Ela reforça que, como o movimento se difundiu no Brasil como popular e repleto de poesias marcadamente políticas, o slam em solo brasileiro pode ser lido como literatura de “combarte” ou “artivismo”. Mas, apesar das distinções da manifestação artística em diferentes países, avalia positivamente o papel do slam na democratização do acesso à poesia e na criação de espaços de expressão para a diversidade cultural. “Na esteira de Bell Hooks, em seu livro Ensinando a Transgredir, ouso dizer que o slam é um lugar em que o multiculturalismo é, de fato, abraçado. A arena poética é de “todes”, aqui e na Europa. Tanto cá quanto lá, a democratização da poesia se faz evidente.
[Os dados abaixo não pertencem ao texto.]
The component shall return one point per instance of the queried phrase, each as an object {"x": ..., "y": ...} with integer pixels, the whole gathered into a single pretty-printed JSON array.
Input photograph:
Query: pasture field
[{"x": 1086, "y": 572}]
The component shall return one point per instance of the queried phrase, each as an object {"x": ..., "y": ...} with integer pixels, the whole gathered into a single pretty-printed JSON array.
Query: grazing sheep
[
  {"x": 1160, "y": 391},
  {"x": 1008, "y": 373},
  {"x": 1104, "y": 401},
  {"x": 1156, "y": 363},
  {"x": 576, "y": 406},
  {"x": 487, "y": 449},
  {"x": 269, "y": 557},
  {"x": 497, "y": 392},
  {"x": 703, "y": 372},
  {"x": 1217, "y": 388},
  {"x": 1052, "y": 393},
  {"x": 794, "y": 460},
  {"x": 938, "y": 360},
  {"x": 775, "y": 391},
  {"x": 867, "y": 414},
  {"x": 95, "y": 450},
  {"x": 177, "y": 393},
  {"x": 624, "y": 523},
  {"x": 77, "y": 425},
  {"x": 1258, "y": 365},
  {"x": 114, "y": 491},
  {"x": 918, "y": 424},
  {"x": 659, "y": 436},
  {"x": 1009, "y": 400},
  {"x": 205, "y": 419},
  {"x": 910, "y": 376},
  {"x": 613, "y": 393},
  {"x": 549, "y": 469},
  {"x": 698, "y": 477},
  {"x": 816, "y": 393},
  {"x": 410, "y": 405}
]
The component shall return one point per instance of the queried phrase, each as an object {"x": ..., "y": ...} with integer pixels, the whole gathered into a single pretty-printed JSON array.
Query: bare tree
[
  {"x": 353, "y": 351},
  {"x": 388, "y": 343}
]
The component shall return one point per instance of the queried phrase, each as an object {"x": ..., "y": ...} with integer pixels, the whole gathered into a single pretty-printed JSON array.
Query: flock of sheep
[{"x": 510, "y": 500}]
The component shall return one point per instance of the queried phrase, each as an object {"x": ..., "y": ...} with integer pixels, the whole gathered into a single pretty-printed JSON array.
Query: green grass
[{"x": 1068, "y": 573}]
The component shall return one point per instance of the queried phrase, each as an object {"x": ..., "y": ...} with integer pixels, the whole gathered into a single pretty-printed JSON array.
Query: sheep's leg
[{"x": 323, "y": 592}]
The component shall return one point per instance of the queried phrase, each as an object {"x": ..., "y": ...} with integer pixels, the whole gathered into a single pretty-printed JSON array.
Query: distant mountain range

Fico feliz em saber que a poesia do slam é pura expressão popular e que os eventos poéticos de slam valorizam exatamente isso”, finaliza.

Nega Jay em apresentação na edição de 2023 da Festa Literária das Periferias (FLUP). Reprodução: @negajay via instagram.

Glossário de termos do slam

Slam: O poetry slam, ou simplesmente slam, é um evento que reúne poetas para batalhas de poesia falada, avaliadas por jurados escolhidos aleatoriamente na plateia. O termo slam, onomatopeia que imita o som de uma batida forte, foi adotado por Marc Kelly Smith para nomear o evento que criou em Chicago em 1984.

Poesia Falada (Spoken Word): É a forma de poesia apresentada oralmente, com ênfase na performance e na interação com o público. Diferencia-se da poesia escrita por sua natureza efêmera e pela importância da voz, ritmo e presença do poeta.

Slammaster: É o mestre de cerimônias do slam, responsável por apresentar os poetas, conduzir e organizar o evento, animar a plateia e garantir o cumprimento das regras.

Slammer: É o poeta que participa do slam. Ele deve apresentar poesias autorais, com duração máxima de três minutos, sem o uso de figurinos, adereços ou acompanhamento musical.

Batalha de Poesia: É a competição entre os slammers, na qual cada poeta apresenta sua poesia e recebe notas dos jurados. Vence quem obtiver a maior pontuação.

Slam BR: É o Campeonato Nacional de slams do Brasil, que reúne os vencedores dos slams estaduais para definir quem representará o país na Copa do Mundo de Slam, em Paris.

Artivismo: É a arte engajada em causas sociais e políticas, utilizando a expressão artística como forma de ativismo e protesto.

Combarte: É a luta por meio da arte, utilizando a poesia e a performance como armas de combate contra a opressão e a injustiça.